También pueden verse muy deterioradas las relaciones parento-filiales, especialmente en momentos en los que éstas son más complicadas como es la adolescencia temprana. Las causas de este deterioro puede estar relacionada con el incremento de los niveles de estrés generado por el desempleo o las dificultades económicas, pero también puede tener su peso el incremento de la visión negativa de la adolescencia, que lleva a algunos padres a realizar interpretaciones sesgadas y prejuiciadas de algunos comportamientos de sus hijos que son normativos durante esta etapa. Como ya hemos tenido ocasión de comentar en una entrada anterior, la imagen que la sociedad tiene de sus jóvenes y adolescentes suele acompasar a los cambios sociales. Así, mientras que en los momentos en que se precisa de una rápida incorporación al mundo laboral de las nuevas generaciones, como en los periodos de guerra y posguerra, se les tiende a presentar como maduros y responsables, en las situaciones de crisis esa imagen queda sustituida por otra menos favorable, que no persigue otro fin sino el de mantenerlos alejados de la participación social y laboral.

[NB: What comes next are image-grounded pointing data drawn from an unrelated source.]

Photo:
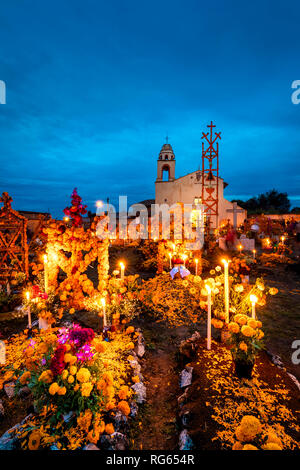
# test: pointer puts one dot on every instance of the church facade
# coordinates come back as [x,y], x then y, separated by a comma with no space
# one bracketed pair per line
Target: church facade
[188,190]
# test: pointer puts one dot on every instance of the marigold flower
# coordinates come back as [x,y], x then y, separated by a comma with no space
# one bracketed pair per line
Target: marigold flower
[273,438]
[100,346]
[25,378]
[237,446]
[273,291]
[247,331]
[124,407]
[110,405]
[86,389]
[108,377]
[248,429]
[46,376]
[129,330]
[71,379]
[67,357]
[271,446]
[252,323]
[233,327]
[34,440]
[73,370]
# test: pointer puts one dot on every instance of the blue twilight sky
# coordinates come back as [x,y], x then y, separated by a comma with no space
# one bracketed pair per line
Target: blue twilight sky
[94,86]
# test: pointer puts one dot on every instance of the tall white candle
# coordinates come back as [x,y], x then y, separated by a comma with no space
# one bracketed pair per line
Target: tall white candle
[46,273]
[226,290]
[253,300]
[103,311]
[28,310]
[208,289]
[122,266]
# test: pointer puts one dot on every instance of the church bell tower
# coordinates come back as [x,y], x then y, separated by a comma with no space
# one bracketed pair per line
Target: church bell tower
[166,163]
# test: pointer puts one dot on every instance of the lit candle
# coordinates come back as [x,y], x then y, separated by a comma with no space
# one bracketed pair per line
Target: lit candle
[226,290]
[208,289]
[253,300]
[104,311]
[46,273]
[27,294]
[122,266]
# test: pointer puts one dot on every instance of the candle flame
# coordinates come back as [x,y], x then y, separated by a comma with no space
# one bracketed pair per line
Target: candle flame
[253,299]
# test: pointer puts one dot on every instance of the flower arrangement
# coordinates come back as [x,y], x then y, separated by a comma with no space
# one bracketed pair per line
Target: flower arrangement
[246,341]
[175,301]
[78,381]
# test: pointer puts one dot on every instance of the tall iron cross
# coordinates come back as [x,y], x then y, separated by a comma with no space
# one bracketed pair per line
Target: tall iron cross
[235,212]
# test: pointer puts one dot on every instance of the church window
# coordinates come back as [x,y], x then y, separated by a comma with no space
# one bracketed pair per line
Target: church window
[165,173]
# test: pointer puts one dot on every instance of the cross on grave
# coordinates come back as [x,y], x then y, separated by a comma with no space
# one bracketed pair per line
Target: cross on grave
[235,212]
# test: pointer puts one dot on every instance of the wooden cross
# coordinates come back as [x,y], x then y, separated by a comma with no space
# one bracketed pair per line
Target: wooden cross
[235,211]
[6,199]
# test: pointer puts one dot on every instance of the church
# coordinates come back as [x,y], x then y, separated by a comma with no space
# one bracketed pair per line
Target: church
[199,187]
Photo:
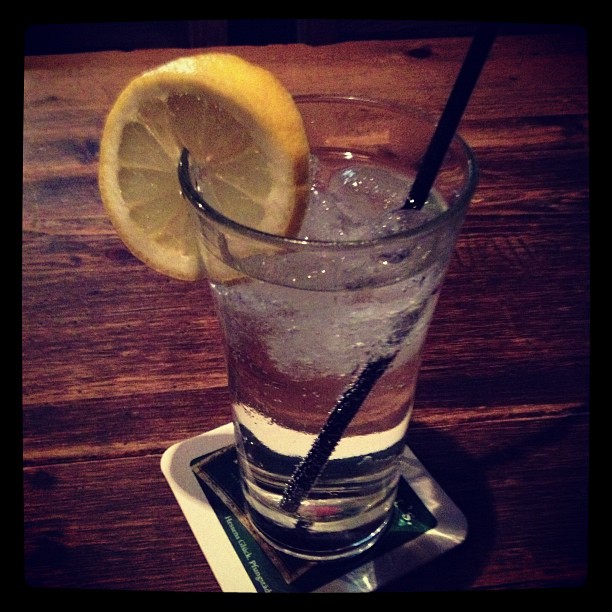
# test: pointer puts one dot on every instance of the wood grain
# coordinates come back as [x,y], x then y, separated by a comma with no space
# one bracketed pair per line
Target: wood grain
[119,363]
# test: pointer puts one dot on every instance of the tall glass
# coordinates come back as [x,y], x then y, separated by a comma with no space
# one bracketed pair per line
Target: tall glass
[302,319]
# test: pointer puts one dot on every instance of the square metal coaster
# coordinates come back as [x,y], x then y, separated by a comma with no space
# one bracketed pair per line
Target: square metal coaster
[203,475]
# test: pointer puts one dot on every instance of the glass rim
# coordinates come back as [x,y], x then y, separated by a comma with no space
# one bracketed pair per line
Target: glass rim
[203,208]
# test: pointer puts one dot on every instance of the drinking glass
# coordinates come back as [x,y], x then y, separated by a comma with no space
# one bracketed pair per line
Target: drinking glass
[332,321]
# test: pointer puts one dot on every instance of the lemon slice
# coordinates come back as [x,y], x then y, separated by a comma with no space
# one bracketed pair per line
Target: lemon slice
[237,121]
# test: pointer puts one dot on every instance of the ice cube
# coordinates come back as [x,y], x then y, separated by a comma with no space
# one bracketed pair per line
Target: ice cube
[365,192]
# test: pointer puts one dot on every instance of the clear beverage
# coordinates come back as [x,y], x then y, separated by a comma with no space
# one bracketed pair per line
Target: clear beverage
[305,318]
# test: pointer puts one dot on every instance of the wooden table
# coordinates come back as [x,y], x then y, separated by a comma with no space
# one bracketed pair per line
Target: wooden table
[119,362]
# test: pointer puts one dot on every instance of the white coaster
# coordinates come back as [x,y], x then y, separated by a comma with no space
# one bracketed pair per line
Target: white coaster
[425,525]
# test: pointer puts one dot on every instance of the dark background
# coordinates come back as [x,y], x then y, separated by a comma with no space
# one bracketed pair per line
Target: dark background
[55,37]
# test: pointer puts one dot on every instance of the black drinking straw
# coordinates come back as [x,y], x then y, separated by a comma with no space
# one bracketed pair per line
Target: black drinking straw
[310,468]
[451,116]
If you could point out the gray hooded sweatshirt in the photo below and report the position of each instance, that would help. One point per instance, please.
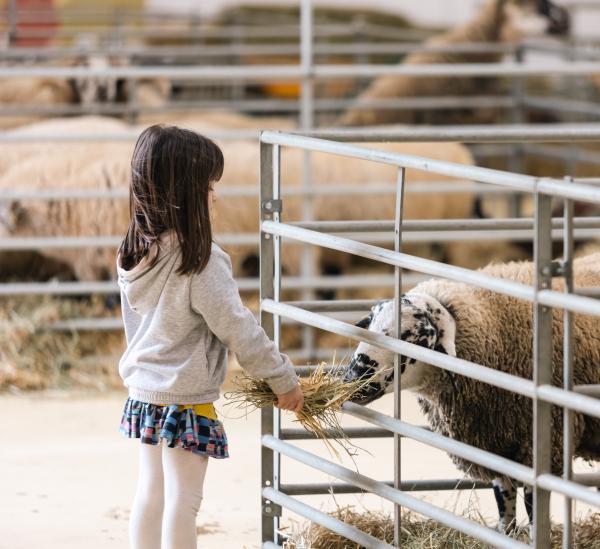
(178, 329)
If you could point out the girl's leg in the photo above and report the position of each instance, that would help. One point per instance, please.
(184, 478)
(146, 514)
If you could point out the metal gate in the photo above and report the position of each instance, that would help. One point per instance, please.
(544, 395)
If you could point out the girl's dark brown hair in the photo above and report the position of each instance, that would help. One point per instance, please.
(171, 173)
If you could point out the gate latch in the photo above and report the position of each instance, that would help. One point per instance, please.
(555, 268)
(272, 206)
(272, 509)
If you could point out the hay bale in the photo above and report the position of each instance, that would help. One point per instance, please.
(418, 533)
(34, 359)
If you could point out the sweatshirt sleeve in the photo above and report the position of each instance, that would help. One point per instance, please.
(214, 294)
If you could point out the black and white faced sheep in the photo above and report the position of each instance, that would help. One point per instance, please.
(495, 331)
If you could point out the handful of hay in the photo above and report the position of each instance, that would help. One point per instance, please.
(324, 393)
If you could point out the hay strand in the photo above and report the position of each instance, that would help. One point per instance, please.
(324, 393)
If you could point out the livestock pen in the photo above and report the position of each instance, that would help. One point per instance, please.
(275, 440)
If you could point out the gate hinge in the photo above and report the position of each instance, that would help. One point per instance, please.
(556, 268)
(272, 206)
(272, 509)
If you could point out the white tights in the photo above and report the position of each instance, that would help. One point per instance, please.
(168, 498)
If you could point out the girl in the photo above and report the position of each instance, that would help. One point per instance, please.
(182, 311)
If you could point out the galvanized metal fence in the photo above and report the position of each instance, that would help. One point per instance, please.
(307, 72)
(544, 395)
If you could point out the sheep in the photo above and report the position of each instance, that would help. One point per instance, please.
(25, 91)
(495, 331)
(102, 165)
(498, 21)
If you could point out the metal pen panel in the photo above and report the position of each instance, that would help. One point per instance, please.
(542, 370)
(391, 494)
(331, 523)
(268, 283)
(567, 269)
(400, 180)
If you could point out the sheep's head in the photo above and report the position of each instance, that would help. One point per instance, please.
(425, 322)
(533, 18)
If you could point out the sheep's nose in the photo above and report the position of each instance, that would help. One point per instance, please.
(360, 367)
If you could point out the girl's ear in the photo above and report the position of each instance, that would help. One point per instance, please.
(365, 322)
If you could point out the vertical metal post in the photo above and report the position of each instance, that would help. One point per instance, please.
(542, 368)
(397, 333)
(568, 368)
(306, 123)
(269, 289)
(12, 23)
(516, 160)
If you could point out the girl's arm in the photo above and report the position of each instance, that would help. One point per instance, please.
(214, 295)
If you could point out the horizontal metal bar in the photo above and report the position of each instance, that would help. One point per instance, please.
(589, 390)
(244, 284)
(391, 494)
(451, 446)
(328, 521)
(84, 325)
(496, 133)
(569, 488)
(243, 50)
(570, 302)
(560, 153)
(350, 432)
(444, 70)
(405, 486)
(452, 169)
(550, 298)
(405, 261)
(570, 399)
(261, 105)
(374, 235)
(297, 72)
(463, 367)
(587, 479)
(319, 189)
(361, 305)
(554, 104)
(58, 288)
(411, 225)
(124, 136)
(526, 183)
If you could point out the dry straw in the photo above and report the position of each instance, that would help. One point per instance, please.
(324, 393)
(418, 533)
(32, 357)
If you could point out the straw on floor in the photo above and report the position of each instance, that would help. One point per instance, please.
(419, 533)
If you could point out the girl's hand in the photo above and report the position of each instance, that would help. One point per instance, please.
(292, 400)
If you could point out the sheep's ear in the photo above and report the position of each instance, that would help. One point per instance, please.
(365, 322)
(445, 344)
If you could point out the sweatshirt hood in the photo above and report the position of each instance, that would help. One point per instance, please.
(143, 285)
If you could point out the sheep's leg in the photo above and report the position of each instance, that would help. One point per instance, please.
(505, 493)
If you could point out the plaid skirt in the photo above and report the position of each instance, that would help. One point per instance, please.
(180, 428)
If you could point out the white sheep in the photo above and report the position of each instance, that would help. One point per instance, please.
(498, 21)
(495, 331)
(105, 165)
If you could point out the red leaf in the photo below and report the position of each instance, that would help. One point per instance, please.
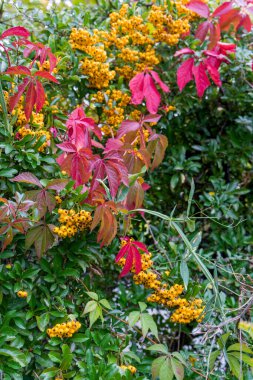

En otros momentos históricos de exceso de mano de obra han aparecido datos que han apoyado la importancia para el desarrollo infantil de la crianza materna, frente a los riesgos de los cuidados sustitutos en guarderías y escuelas infantiles. De esa forma se pretendía mantener a las mujeres alejadas de un mercado laboral en horas bajas. Pero esos eran otros tiempos, y me resisto a pensar en una involución en el trabajo femenino. Tendremos que seguir reflexionando sobre las consecuencias para las familias de esta crisis económica, que tan reacia a abandonarnos se muestra.